A mão era envolvida em estopa, lacrada com cera. Concluída a prova, o acusado era dispensado até que se passassem três dias, quando então a atadura era desfeita pela autoridade. Se a mão estivesse sem sinal de queimadura nenhuma, estava provada a sua inocência. Se, porém, apresentasse os ferimentos próprios do fogo, estava provada a sua culpa e a vítima era condenada à morte, em geral pela forca. Os sinais de queimadura ou a ausência deles eram interpretados como resultado de julgamento divino.
Como estas provas, assim como as execuções, eram espetáculos públicos de grande sucesso de público, quando se tratava de acusado cuja inocência era certa ou fortemente presumida por seus conhecidos ou amigos, dizia-se “por este, eu ponho a mão no fogo”. Se a culpa era reconhecida previamente, ou pelo menos pairavam muitas dúvidas da presumida inocência, ouvia-se o contrário: “por este, eu não ponho a minha mão no fogo”.

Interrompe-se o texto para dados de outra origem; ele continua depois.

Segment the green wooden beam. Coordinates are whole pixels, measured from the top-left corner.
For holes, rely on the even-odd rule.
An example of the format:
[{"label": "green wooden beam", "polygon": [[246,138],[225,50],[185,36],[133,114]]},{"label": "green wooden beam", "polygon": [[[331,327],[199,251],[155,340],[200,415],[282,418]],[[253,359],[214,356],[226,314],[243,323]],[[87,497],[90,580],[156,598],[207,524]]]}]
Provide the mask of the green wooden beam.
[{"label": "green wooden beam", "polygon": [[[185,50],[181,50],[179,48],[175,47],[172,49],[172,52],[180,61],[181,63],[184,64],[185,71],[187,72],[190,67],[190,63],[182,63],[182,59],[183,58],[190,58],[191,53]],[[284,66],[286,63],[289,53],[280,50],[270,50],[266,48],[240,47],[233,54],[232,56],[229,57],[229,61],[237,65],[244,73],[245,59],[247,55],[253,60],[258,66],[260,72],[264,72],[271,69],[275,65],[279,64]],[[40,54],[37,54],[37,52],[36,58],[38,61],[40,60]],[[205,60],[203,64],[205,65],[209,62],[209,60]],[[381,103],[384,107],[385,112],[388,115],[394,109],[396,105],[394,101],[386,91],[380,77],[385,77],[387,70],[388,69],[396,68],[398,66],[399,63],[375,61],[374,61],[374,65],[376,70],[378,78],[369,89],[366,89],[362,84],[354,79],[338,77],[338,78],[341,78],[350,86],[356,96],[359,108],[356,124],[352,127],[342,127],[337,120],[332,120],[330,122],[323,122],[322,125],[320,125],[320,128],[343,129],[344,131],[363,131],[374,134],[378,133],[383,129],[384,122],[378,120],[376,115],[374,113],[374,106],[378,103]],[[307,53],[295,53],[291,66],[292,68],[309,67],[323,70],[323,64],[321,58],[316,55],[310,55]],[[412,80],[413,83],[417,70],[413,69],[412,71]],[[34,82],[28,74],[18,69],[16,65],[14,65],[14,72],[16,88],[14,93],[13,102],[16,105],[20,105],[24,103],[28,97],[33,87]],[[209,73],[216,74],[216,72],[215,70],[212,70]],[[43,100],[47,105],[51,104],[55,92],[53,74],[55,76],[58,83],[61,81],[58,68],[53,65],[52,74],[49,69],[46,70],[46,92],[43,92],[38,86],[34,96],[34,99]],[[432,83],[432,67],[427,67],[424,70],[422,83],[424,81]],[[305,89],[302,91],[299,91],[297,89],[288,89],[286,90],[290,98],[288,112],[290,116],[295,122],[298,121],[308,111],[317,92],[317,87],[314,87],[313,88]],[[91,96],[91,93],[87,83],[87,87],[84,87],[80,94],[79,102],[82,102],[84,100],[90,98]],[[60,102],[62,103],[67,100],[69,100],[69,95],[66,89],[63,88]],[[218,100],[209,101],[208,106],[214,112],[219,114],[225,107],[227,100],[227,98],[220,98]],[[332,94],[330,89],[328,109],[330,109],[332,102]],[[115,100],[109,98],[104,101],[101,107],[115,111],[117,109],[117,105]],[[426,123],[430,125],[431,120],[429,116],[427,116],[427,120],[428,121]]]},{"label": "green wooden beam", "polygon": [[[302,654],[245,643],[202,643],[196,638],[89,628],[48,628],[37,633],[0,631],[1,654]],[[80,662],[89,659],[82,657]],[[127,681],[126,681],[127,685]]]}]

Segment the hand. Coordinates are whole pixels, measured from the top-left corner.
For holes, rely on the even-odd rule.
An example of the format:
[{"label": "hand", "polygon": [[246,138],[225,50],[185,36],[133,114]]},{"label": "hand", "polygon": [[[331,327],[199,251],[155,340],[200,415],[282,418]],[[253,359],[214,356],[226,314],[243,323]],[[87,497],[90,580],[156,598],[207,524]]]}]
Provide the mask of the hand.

Apesar de ser invocado um tribunal divino, de juízo monocrático, proferido por Deus, a Igreja jamais aceitou o ordálio, cujo étimo provém da palavra latina ordo, ordem, de resto presente em muitas outras palavras do Português, como desordem, ordinário, extraordinário, subordinado, ordenar, ordenação, ordinal e outras de domínio conexo.
Desde fins do primeiro milênio, vários papas condenaram esta prática infame: Estevão VI, em 888; Alexandre II, em 1063; Inocêncio III, em 1215. Eles não só proibiram que o clero abençoasse, cooperasse ou endossasse o ordálio com sua simples presença ao rito macabro, como decretou sua substituição por outras duas práticas: o juramento e o testemunho.
Antes de ser utilizado o fogo como prova, foi utilizada a água, como se lê na Bíblia. Suspeita de adultério, a mulher era condenada a beber a água da amargura, provavelmente contaminada para puni-la: “Se tiver cometido uma transgressão contra seu marido, a água se tornará amarga, fará inchar seu ventre e consumirá sua coxa. Se for inocente, será livre e conceberá filhos” (Números 5, 27 e 28). Era um sofrimento tão doloroso que a mulher preferia confessar e ser condenada à morte de outro modo.
Pegar ferro incandescente, andar sobre braseiros, mergulhar em água suja e beber água contaminada eram algumas práticas de ordálio.
Bons observadores de usos e costumes, como escritores atentos, sobretudo cronistas, registraram o conluio entre autoridades corrompidas por culpados ricos ou poderosos, que armavam cena teatral para iludir o populacho, tomando o cuidado de fazer isso à certa distância da multidão para melhor obrarem o engano.
Não é exagerado supor que atualmente o ordálio a serviço de interesses escusos persiste disfarçado de voto por maioria em intermináveis discussões jurídicas sobre filigranas das leis. Advogados regiamente pagos, às vezes com o produto do roubo ou de outras ilicitudes de seus clientes, obtêm absolvições. E às vezes com voto monocrático, isto é, proferido por apenas um julgador.
Vários réus, pelos quais ninguém ousava pôr a mão no fogo, escaparam da cadeia ou de outras punições por meio deste ordálio moderno, envolvido entretanto nos ritos de cortes que não só devem ser honestas, mas também parecer honestas, como consagrado na jurisprudência da mulher de César, cunhada pelo próprio Júlio César ainda no século II a.C.